No creo ser un misántropo, más bien creo que todo lo contrario: me gustan y disfruto con las relaciones sociales y, también, incluso conociendo y tratando a gente nueva (raro es que alguien no tenga algo interesante que aportar). Pero, siendo así, no es menos cierto que con la edad he ido valorando cada vez más mis momentos de recogimiento individual: lectura, kayak, viajes en coche y, también, mi hora de comer los días laborables.
No se me malinterprete: no le hago ascos a una comida acompañada de clientes (reales o potenciales) y/o de compañeros y –sin embargo– amigos. Pero una cosa es eso y otra, muy distinta, que como costumbre ése sea mi plan ideal (y cotidiano), pues para el día a día prefiero una comida algo más breve -que no me ocupe demasiado tiempo- y frugal -que no me hipoteque la tarde- y que, además, me permita dedicarme a alguna tarea que me entretenga: por ejemplo, la sosegada lectura de un periódico o, incluso, de algún texto profesional no demasiado denso.
Y así es como, con el tiempo y la costumbre, he encontrado mi particular refugio en dos templos, tan antagónicos como complementarios entre sí: “La Pepita” y “Casa Luisa”. Quizá lo único que tienen en común son tres detalles no menores: no hay olores, no hay excesivo bullicio, ni -tampoco- televisión.

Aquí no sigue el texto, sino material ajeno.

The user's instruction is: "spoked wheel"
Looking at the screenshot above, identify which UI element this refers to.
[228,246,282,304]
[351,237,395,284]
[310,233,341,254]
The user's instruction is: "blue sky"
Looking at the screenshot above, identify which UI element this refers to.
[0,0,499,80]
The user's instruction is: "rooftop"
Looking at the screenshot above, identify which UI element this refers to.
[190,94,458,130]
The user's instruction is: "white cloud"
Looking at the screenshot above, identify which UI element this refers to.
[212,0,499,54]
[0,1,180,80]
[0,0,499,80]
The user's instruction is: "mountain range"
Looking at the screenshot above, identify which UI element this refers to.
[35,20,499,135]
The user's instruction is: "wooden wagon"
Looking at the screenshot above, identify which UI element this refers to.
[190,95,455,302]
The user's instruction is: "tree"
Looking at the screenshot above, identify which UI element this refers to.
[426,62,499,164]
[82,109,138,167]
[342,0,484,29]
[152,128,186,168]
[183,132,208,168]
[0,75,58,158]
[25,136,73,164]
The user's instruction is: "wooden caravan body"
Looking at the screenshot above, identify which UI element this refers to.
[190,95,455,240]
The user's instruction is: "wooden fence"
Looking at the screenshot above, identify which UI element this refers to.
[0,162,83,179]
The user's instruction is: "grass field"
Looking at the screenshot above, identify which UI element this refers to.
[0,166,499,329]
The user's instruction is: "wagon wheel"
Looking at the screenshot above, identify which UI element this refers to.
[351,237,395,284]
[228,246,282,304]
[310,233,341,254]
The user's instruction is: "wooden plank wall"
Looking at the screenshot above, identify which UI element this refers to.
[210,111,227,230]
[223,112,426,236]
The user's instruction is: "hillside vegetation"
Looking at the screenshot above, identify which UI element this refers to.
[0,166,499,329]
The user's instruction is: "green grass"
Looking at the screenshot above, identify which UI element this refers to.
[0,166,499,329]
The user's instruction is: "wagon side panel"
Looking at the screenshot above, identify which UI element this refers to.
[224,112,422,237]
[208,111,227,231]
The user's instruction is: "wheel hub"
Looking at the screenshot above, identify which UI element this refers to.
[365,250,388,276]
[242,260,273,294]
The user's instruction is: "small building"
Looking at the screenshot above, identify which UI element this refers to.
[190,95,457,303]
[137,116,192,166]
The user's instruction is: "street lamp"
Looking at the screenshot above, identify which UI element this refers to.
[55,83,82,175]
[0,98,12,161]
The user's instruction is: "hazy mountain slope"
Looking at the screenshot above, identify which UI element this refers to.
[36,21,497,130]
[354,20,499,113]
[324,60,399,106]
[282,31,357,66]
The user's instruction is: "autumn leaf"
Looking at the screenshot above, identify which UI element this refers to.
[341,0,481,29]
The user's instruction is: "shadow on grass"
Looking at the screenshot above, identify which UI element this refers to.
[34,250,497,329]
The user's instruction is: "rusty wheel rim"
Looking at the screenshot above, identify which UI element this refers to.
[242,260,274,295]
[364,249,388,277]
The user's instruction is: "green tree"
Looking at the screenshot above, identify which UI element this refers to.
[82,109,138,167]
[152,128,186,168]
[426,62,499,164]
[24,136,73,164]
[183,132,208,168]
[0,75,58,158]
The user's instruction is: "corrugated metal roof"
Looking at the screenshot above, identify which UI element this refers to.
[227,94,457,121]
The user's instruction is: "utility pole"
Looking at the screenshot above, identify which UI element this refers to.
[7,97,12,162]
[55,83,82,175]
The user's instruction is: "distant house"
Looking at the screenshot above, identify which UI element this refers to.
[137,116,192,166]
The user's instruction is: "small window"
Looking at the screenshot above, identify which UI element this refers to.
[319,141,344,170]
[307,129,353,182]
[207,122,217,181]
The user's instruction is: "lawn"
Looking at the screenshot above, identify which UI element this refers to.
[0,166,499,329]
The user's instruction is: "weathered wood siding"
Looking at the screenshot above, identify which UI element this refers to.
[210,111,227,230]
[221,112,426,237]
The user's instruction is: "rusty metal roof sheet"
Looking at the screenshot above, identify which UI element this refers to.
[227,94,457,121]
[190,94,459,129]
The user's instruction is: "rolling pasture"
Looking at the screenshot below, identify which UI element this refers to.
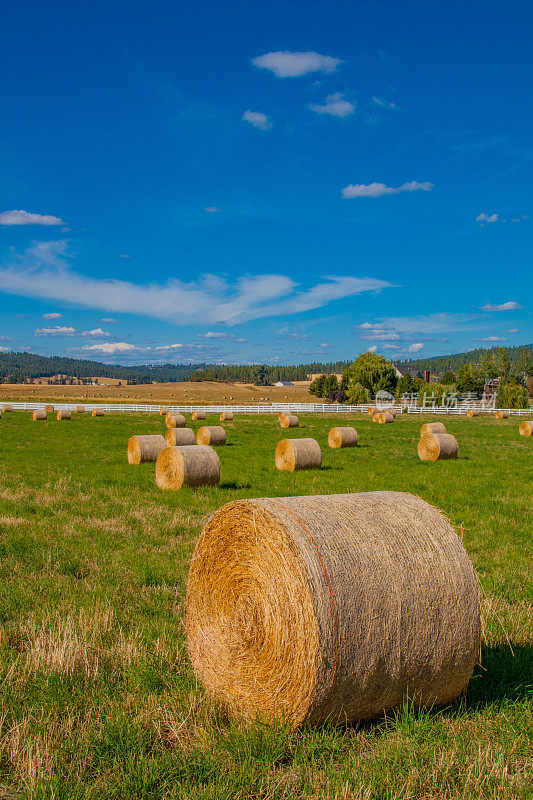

“La Pepita” es una hamburguesería -de nuevo cuño, urbana, artesanal y cuidada- próxima a mi despacho. Tiene una amplia carta, pero, a mí, me da igual, pues siempre pido lo mismo: una “sorrentina” (ternera, rúcula, mozzarella fresca fundida, orégano, tomate seco en aceite de oliva y cebolla crujiente) y un ribera de Duero. Uno de los atractivos de ese “me da igual” es que, a diferencia de las burguers de corte industrial, ésta nunca tiene el mismo sabor. Es maravillosa. Y ahí, sentado en un taburete al extremo de la barra, con mi periódico y una copa de vino, durante apenas un rato, me siento la persona más feliz del mundo. A ello contribuyen mucho, con todo su buen hacer, tanto Begoña -la propia dueña del negocio- como Noemi, Irache, Raúl, en su día Gema, y los demás (perdón por dejarme a alguien en el tintero); todos ellos logran que tenga casi la sensación de estar en mi propia casa (para colmo, de fondo, suena una música que ni yo mismo hubiera logrado seleccionar tan a mi gusto).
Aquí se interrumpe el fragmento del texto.